Ein digitales, vernetztes Schloss soll Baustellen, Gastronomie und Co. vor Diebstahl und Verlusten in Milliardenhöhe schützen – und das ohne Schlüssel. Dazu vernetzen sich die digitalen Schlösser über eine eigene SIM-Karte mit dem Smartphone oder der Onlineplattform.  

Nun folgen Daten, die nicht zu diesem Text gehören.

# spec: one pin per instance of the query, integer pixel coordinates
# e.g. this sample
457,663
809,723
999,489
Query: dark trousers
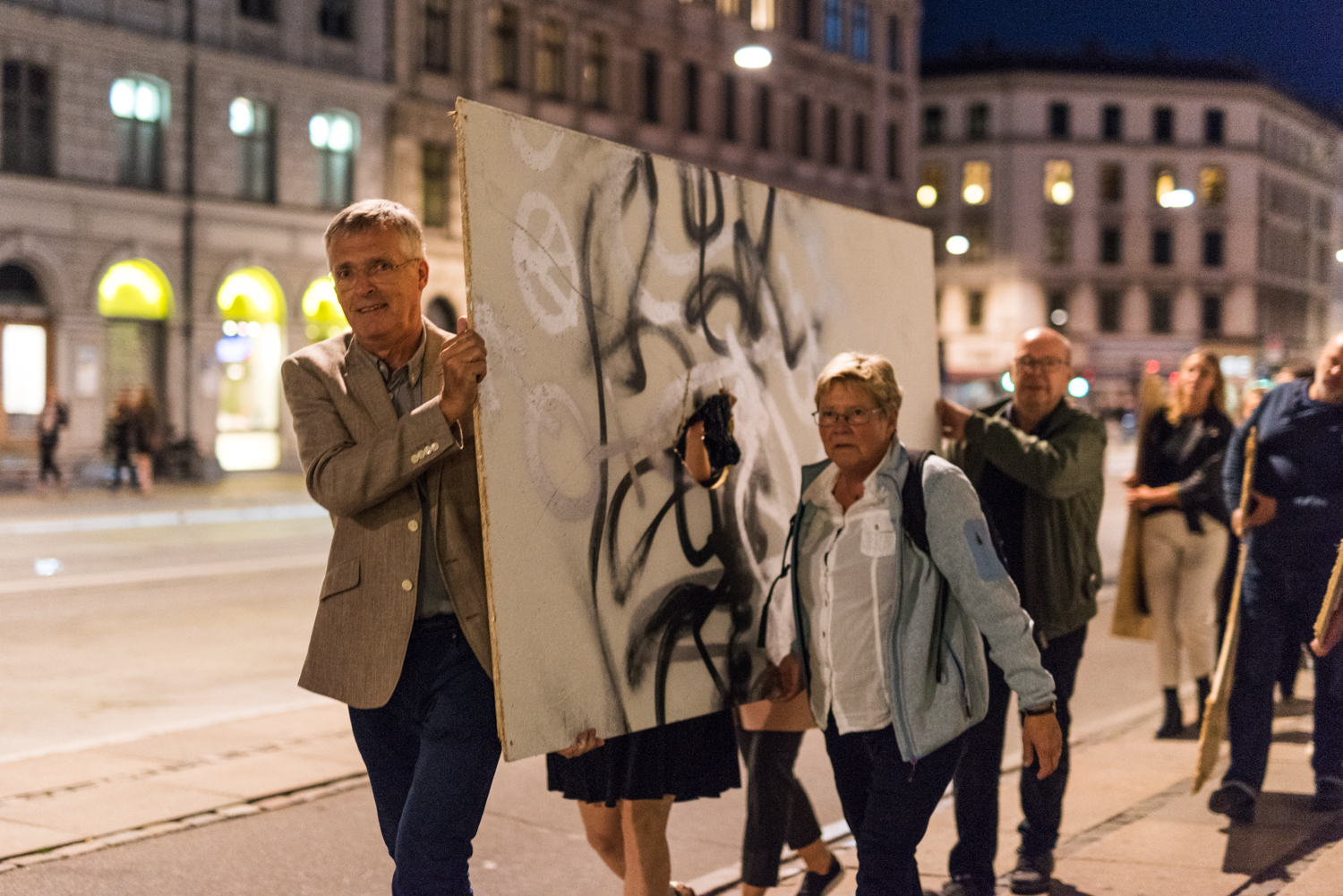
432,754
1281,594
980,770
778,807
886,802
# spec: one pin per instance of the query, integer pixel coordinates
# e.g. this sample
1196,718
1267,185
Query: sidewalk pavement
1130,823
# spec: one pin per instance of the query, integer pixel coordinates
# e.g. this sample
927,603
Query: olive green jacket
1063,468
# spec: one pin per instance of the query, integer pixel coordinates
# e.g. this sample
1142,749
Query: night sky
1296,43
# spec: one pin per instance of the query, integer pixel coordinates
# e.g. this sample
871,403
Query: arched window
140,105
335,134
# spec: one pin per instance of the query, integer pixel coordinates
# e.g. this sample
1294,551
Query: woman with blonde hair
1185,525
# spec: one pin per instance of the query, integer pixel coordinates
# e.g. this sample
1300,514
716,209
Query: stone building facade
1142,207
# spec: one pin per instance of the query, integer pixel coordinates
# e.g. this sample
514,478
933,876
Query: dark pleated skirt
687,759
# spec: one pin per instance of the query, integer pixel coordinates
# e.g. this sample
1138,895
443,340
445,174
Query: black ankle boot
1205,688
1171,726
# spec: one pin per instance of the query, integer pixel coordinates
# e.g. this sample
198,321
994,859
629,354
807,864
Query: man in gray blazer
383,418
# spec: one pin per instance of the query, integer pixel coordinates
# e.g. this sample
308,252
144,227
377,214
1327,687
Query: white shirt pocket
878,536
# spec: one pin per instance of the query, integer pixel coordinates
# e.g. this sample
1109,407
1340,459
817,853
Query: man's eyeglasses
857,416
379,273
1045,364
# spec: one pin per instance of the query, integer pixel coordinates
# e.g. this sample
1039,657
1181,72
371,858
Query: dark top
1299,464
1189,453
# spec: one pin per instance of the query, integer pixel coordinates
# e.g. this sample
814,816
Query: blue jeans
1280,597
888,802
432,754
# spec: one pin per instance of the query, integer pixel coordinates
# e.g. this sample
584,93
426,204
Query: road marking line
164,574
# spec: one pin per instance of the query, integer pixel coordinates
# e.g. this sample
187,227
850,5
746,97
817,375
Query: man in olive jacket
1037,464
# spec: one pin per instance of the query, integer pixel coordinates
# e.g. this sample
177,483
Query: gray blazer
360,463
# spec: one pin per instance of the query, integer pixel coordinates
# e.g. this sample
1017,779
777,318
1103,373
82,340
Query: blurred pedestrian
120,439
54,418
1178,490
148,438
1294,527
1039,466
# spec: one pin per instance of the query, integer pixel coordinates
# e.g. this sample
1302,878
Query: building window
860,43
1159,317
335,19
932,125
1111,246
504,61
894,43
975,309
550,59
1109,311
1058,242
1060,125
438,37
1213,247
1057,301
832,128
1163,250
140,105
977,183
596,73
1211,316
803,26
730,107
690,81
1163,125
803,128
252,123
335,137
262,10
1058,182
650,86
1112,124
1111,182
763,101
1214,126
832,35
434,169
892,150
977,121
1211,184
931,180
26,120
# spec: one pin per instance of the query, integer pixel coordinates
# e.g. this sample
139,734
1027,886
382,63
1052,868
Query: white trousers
1181,570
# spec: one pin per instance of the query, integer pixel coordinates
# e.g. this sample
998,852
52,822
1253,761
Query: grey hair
378,214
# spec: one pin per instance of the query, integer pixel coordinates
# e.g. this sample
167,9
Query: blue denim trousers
432,754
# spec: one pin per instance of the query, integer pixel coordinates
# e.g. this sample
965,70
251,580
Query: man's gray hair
378,214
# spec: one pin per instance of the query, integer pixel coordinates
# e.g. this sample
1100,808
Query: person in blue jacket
1294,527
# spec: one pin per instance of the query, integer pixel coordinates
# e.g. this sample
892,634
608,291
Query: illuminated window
596,73
134,289
504,59
435,160
1211,184
438,37
252,123
975,183
550,59
26,124
832,34
932,179
141,107
335,134
1058,182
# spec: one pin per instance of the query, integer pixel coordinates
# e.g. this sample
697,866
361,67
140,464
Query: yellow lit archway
136,289
322,314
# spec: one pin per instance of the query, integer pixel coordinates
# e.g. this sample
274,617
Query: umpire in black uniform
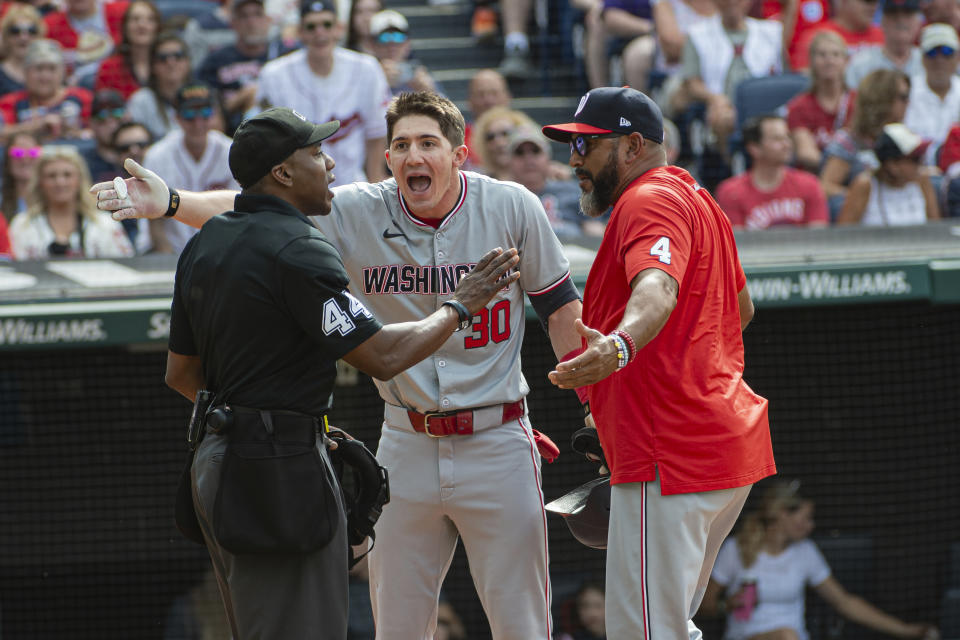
261,313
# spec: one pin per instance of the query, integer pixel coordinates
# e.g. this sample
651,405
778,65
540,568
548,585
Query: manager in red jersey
664,307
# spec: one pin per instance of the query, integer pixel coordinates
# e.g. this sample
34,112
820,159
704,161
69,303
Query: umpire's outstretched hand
491,274
147,197
593,365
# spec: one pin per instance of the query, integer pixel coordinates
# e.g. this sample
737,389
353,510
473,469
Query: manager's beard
594,203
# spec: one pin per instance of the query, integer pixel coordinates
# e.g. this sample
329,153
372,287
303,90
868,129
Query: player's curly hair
431,105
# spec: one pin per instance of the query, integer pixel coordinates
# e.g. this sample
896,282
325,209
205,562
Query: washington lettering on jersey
415,279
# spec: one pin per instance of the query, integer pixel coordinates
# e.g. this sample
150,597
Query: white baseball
120,187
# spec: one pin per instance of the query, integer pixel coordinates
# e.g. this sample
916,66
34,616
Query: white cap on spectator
527,134
386,20
897,141
43,51
939,35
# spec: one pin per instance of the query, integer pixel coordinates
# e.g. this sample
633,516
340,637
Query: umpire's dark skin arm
397,346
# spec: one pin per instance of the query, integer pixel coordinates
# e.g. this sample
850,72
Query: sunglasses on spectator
493,135
581,144
387,37
193,114
942,50
125,148
25,152
527,150
173,55
313,26
16,30
103,114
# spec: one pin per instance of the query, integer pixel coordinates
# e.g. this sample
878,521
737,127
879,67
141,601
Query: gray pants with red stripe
660,552
483,488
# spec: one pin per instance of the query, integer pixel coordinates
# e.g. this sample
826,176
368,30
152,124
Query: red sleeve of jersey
8,107
654,232
815,207
113,12
4,238
86,103
950,151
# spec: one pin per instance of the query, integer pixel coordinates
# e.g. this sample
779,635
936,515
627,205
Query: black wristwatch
465,318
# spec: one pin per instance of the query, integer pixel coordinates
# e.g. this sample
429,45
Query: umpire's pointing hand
593,365
147,197
483,282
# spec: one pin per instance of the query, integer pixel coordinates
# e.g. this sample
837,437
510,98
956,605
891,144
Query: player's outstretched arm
399,346
652,301
148,197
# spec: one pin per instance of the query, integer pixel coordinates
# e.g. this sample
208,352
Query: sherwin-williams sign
839,285
78,324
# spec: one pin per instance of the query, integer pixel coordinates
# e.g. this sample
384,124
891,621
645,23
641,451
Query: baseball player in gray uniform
456,439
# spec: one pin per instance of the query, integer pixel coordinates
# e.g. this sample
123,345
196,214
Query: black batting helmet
586,510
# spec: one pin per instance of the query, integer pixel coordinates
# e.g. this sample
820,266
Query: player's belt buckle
426,423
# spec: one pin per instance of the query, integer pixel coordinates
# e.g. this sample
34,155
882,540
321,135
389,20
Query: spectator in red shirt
5,253
129,68
853,21
813,116
946,11
488,89
46,107
799,18
20,26
87,30
771,193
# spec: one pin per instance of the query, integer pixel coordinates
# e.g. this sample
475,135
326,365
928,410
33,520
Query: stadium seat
185,8
950,617
759,96
953,579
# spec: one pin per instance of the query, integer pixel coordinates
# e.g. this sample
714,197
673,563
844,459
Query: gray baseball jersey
441,489
403,269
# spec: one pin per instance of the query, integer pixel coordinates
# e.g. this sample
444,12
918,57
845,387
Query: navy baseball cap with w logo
612,110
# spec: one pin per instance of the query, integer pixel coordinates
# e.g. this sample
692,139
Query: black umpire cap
612,110
267,139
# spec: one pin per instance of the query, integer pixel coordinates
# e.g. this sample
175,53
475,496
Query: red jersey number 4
661,249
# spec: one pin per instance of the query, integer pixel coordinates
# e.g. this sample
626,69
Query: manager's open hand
593,365
147,197
478,287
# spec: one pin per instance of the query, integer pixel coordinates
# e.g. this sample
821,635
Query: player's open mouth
418,184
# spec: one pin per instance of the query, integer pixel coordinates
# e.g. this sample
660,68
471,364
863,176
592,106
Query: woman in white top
62,219
897,193
772,552
152,105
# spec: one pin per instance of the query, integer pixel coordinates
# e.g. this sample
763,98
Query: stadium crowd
859,123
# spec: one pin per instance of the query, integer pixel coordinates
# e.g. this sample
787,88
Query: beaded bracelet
623,355
630,343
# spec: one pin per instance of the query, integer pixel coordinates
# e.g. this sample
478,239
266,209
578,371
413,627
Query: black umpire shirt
261,296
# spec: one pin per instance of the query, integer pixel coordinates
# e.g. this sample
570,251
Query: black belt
248,424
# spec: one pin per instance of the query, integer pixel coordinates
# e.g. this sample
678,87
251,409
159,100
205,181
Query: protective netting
864,408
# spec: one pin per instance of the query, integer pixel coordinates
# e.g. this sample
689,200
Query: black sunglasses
580,144
124,148
173,55
313,26
16,30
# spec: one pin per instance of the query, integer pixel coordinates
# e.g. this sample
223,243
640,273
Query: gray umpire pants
274,596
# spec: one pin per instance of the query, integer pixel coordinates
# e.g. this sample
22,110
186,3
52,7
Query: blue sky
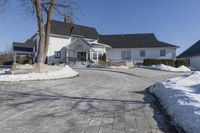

Konnektivität trifft auf IoT-Plattform 

Durch die Konnektivitätslösung von Vodafone und ABUS’ eigener IoT-Plattform cMap können Kunden die Schlösser mobil steuern und ihre eigene Sicherheitsinfrastruktur aufbauen. Das Schloss verfügt nicht nur über eine eigene SIM-Karte, sondern auch über ein Bluetooth-Modul, Bewegungs-Sensor und GPS-Sender. Dadurch werden neben der mobilen Steuerung über die Vodafone Smart Lock App weitere Sicherungsfunktionen geboten: 

  • Geofencing  
  • Lokalisierung der Schlösser 
  • akustischer Alarm am Schloss sowie Benachrichtigungen auf das Smartphone 
  • Nutzerkennung 

Funktionen für Multi-User-Szenarien 

Für Anwendungsfälle, in denen gleich mehrere Nutzer auf mehrere Schlösser zugreifen müssen, wurde ein Kundenportal mit Dashboard als zentrale Steuereinheit entwickelt. Dort können alle Schlösser lokalisiert und gesteuert werden. Ebenso können Besitzer Zugriffsrechte verwalten und unterschiedliche Nutzer mit passenden digitalen Schlüsseln ausstatten.  

Unser the_thing Fazit  

Ob auf der Baustelle, Gastronomie oder in der Logistik: Viele Branchen haben mit Diebstahlverlusten in Milliardenhöhe zu kämpfen. Ein vernetztes Schloss ist der richtige Weg, um dagegen anzugehen. ABUS hat dafür den passenden Hintergrund und bietet hier mit Vodafone einen guten Ansatz. Insbesondere die Verwaltungsmöglichkeiten erscheinen attraktiv. In Hinblick auf die vielen YouTube Videos, wie man Schlösser einfach knackt, muss man sehen, ob die Realität auch hält, was die PR verspricht.